The Health Ministry of Czech Republic recommended regional health authorities on Jan. 27 to suspend new COVID-19 vaccinations to prioritize second doses amid concerns on supply shortage.
“The Health Ministry recommends interrupting first-dose vaccinations and suspending reservations for such vaccinations for 14 days,” Health Ministry Spokesperson Barbora Peterova said, adding that the ministry made the decision based on the reduced supply and the number of people who need the second dose of the Pfizer-BioNTech vaccine.
Peterova also said that the two-week suspension of new vaccinations would take place in Prague and possibly in other regions where there is not enough supply of vaccines, but she also added that regional coordinators must primarily evaluate the situation in each region.
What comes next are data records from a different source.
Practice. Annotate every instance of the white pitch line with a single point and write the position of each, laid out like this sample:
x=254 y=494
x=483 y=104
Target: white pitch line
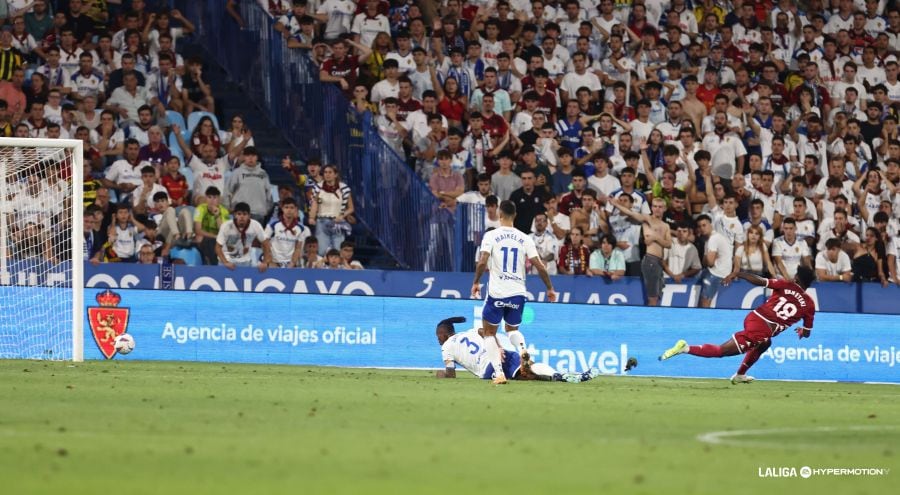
x=730 y=437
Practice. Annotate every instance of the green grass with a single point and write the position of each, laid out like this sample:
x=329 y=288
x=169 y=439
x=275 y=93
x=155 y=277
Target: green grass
x=148 y=427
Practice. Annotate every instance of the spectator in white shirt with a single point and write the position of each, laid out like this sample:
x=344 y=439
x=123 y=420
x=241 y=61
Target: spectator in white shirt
x=833 y=264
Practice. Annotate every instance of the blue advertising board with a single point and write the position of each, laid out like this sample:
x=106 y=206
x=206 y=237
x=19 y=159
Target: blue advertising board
x=398 y=332
x=836 y=296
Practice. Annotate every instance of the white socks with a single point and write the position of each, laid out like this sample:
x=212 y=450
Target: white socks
x=518 y=340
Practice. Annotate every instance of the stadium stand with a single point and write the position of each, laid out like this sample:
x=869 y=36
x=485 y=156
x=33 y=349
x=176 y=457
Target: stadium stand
x=766 y=134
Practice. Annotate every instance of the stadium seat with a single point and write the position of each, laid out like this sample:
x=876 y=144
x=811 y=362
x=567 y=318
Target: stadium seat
x=188 y=175
x=194 y=119
x=190 y=256
x=176 y=118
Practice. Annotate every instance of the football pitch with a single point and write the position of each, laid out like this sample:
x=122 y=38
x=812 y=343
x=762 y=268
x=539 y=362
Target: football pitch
x=153 y=427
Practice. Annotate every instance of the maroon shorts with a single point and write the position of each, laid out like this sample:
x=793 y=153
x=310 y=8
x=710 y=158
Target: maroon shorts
x=756 y=332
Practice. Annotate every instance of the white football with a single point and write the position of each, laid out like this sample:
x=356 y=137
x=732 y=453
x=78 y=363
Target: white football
x=124 y=343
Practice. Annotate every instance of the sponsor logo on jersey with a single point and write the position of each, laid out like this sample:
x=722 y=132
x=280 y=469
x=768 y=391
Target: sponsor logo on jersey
x=504 y=304
x=107 y=321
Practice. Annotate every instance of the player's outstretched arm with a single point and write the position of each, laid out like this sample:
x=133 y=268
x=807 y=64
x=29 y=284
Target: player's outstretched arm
x=545 y=277
x=753 y=279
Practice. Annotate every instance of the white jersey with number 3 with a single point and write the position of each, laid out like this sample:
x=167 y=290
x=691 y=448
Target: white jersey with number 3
x=509 y=248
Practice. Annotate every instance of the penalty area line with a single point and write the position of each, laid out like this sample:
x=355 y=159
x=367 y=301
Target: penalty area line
x=735 y=437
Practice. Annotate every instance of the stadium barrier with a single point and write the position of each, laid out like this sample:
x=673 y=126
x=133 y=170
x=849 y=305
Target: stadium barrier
x=829 y=296
x=384 y=332
x=318 y=121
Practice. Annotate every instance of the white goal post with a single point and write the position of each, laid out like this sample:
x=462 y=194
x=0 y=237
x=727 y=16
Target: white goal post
x=41 y=248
According to local media reports, some regions, including Central Bohemia, have canceled the scheduled vaccination dates for a number of senior citizens aged over 80, while some had their appointments postponed to 28 days after the first dose instead of after 21 days.
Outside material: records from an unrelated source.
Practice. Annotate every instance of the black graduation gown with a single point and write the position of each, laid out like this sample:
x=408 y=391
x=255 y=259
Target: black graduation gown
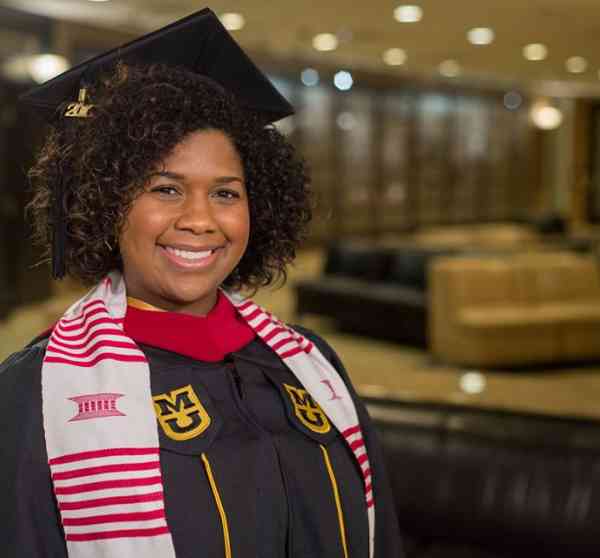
x=266 y=453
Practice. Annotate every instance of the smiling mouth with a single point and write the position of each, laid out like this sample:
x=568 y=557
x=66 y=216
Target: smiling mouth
x=191 y=258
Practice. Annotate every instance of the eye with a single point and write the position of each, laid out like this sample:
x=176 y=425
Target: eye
x=227 y=194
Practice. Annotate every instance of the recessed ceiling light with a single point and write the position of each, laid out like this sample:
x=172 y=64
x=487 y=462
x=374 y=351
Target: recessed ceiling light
x=394 y=56
x=233 y=21
x=535 y=51
x=325 y=41
x=43 y=67
x=576 y=64
x=408 y=14
x=343 y=80
x=546 y=117
x=449 y=68
x=309 y=77
x=480 y=35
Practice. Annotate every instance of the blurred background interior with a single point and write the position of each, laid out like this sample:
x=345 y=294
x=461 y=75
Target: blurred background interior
x=453 y=259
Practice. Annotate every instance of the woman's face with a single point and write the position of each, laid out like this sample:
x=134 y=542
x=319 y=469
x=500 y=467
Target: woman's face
x=189 y=228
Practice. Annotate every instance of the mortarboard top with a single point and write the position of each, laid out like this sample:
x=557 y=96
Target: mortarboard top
x=198 y=42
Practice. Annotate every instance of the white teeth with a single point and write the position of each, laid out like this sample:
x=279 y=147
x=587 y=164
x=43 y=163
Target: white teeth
x=189 y=255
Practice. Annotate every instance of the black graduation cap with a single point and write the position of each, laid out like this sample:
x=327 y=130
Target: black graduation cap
x=199 y=43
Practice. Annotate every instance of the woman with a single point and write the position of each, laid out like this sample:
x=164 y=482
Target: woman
x=168 y=197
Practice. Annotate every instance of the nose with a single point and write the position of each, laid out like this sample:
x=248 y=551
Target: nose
x=196 y=216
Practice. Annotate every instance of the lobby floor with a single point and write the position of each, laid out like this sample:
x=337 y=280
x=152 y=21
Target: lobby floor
x=381 y=369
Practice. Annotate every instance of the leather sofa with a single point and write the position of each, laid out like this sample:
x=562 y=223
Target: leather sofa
x=514 y=310
x=372 y=290
x=472 y=483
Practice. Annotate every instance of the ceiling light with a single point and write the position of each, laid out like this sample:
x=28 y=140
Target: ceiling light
x=408 y=14
x=309 y=77
x=46 y=66
x=480 y=35
x=546 y=117
x=325 y=41
x=576 y=64
x=343 y=80
x=232 y=21
x=535 y=51
x=449 y=68
x=394 y=56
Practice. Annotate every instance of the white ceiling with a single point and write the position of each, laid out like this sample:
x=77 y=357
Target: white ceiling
x=285 y=28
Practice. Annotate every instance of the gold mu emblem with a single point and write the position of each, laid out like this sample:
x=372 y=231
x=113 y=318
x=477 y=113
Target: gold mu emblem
x=307 y=410
x=180 y=413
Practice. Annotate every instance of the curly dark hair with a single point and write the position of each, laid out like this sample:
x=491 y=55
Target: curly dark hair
x=140 y=114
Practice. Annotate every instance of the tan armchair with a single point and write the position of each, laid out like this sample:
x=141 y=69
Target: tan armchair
x=514 y=310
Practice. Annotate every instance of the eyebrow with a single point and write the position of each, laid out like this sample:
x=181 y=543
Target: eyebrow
x=181 y=177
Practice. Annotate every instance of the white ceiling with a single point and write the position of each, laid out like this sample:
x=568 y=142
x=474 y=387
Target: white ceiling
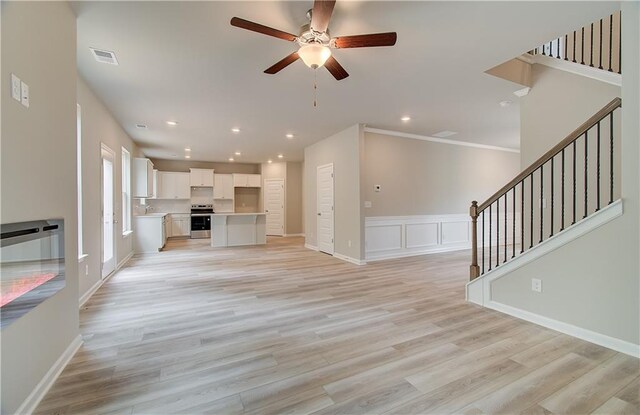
x=183 y=61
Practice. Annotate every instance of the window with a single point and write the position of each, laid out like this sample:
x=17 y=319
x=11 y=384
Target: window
x=126 y=192
x=81 y=254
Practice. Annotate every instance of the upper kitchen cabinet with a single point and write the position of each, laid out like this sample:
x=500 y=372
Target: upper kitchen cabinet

However, Health Minister Jan Blatny criticized the halt on public broadcaster Czech Television, saying that the reported shortages should not had prompted the suspension.
“We recommend to regional coordinators that it is not suitable to postpone the second dose for more than 28 days. That may consecutively lead to a limitation of appointments for the first dose,” Blatny said.
Prime Minister Andrej Babis also criticized the suspension, describing it as “unnecessary” and blaming individual vaccination sites.
“The vaccination centers need to deal with this themselves. They know how many vaccines they are getting,” Babis said.
According to the data from the health ministry, Czech Republic has administered 222,450 vaccines. The vaccines developed by Pfizer-BioNTech and Moderna are the only vaccines available in the country.